From 2023 onward, NDN Collective has participated in protests against Israel. The group participated in the 2023 National March on Washington: Free Palestine. During a 2024 demonstration, Tilsen stated that "The parallels of our struggle are real...The same system that committed the Native American genocide is the same system that is fueling the genocide in Gaza."

== Funding ==
NDN Collective in late 2021 was named a recipient of a Bush Foundation grant of $50 million. The organization has announced plans to redistribute these funds to indigenous individuals in North Dakota, South Dakota, and Minnesota Through other funding, including grants from the MacArthur and Skoll Foundations, NDN redistributes capital through two loan pools. The Social Enterprise & Economic Development for Indigenous Growth (SEEDING) program offers loans of $500,000 or more, while the Relief & Resilience program provides small business loans to Indigenous entrepreneurs.

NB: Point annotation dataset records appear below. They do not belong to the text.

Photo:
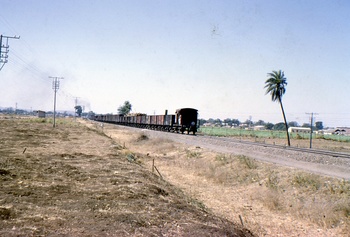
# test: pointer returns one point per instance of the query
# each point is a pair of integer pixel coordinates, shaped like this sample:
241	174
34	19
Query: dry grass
272	200
73	181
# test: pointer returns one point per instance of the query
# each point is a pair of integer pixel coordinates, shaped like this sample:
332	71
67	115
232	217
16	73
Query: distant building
259	127
299	130
40	113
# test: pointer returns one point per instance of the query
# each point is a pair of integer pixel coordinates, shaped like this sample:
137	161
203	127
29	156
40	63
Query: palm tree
276	87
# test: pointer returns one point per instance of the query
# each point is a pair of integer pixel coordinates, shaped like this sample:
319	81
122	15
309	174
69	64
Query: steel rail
291	148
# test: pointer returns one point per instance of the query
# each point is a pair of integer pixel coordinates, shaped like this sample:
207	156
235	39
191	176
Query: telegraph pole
4	49
311	123
75	110
55	87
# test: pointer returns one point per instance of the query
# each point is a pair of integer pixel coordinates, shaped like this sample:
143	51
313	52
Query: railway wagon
184	120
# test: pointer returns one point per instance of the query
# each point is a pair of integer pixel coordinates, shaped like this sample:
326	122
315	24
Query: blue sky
210	55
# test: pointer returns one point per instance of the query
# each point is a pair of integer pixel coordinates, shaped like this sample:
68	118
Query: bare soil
268	199
73	180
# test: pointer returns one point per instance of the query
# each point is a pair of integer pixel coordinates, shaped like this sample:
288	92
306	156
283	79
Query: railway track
291	148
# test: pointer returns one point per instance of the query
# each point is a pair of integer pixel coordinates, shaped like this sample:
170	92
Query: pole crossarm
55	87
4	49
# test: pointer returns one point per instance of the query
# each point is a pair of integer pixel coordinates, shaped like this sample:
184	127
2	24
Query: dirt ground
251	203
76	181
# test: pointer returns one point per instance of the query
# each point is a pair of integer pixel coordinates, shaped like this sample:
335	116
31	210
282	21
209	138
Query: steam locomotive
184	120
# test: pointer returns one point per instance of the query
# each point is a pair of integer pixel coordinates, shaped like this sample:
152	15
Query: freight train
184	120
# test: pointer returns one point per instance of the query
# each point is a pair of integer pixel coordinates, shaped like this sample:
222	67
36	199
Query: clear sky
167	54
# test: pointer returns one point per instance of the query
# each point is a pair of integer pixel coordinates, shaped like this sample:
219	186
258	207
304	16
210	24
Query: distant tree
276	86
228	121
260	122
91	114
279	126
125	109
269	126
218	122
319	125
78	110
248	122
293	124
236	121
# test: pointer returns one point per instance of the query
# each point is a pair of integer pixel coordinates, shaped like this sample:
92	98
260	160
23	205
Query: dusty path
319	164
259	208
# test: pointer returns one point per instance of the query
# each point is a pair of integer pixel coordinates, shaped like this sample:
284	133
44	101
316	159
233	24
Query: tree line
267	125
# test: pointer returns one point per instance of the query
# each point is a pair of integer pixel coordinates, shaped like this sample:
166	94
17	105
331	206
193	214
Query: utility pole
4	49
55	87
311	123
75	110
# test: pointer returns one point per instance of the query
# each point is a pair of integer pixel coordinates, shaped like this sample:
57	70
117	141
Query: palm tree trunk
285	121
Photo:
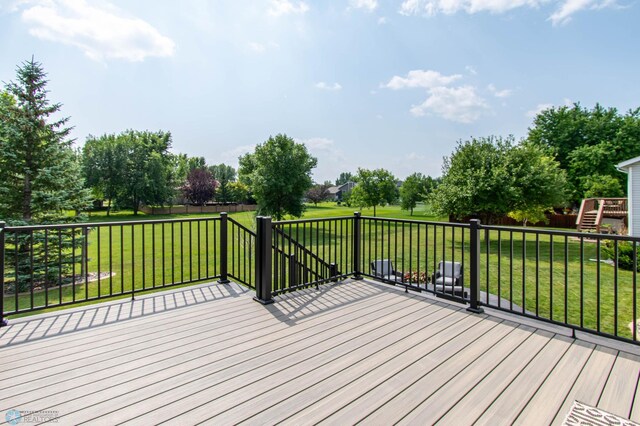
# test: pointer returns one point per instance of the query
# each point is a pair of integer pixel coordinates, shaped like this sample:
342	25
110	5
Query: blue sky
363	83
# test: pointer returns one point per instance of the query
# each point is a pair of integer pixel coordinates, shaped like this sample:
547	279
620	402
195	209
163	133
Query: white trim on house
632	169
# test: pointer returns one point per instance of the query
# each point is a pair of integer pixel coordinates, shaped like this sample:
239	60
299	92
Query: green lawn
543	287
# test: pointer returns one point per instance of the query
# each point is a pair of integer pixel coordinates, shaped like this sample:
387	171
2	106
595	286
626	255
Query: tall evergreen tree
40	178
40	182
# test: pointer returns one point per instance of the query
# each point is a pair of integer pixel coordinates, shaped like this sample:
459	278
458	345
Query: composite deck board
619	392
436	404
356	351
544	405
511	401
142	370
325	357
408	387
309	388
312	404
590	382
473	404
296	347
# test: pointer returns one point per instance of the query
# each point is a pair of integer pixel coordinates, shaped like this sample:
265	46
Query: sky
362	83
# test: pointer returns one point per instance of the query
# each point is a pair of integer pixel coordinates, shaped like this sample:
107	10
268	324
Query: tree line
570	152
135	168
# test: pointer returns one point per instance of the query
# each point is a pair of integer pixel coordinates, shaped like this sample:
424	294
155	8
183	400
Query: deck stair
594	210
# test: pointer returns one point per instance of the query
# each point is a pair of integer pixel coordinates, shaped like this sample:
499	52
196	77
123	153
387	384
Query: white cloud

Prominent donors to NDN Collective include Mackenzie Scott, in 2021, due to her concerns about wealth inequality, discrimination, and the need for investment in education, and the Jeff Bezos Earth Fund, which in 2020 donated $12 million for their work against climate change.

NDN Collective was also funded by the Target Foundation in 2022, as one of its "Ecosystem" grant recipients. The organization is also slated to receive funding from the Inflation Reduction Act through its affiliation with the Climate Justice Alliance

== Indigenous-led school ==
NDN Collective opened Oceti Sakowin Community Academy, an independent, Indigenous-led school for Native students in Rapid City, with approximately 40 students in September 2022. The school is based upon the Native American Community Academy (NACA) and NACA-inspired schools network (NISN). Mary Bowman, founder of the school, said, "Culturally responsive pedagogy helps students to be engaged, motivated, and develop a strong cultural identity." The opening of this school represents a first step towards the NDN Collective's goals of education equity for Indigenous students.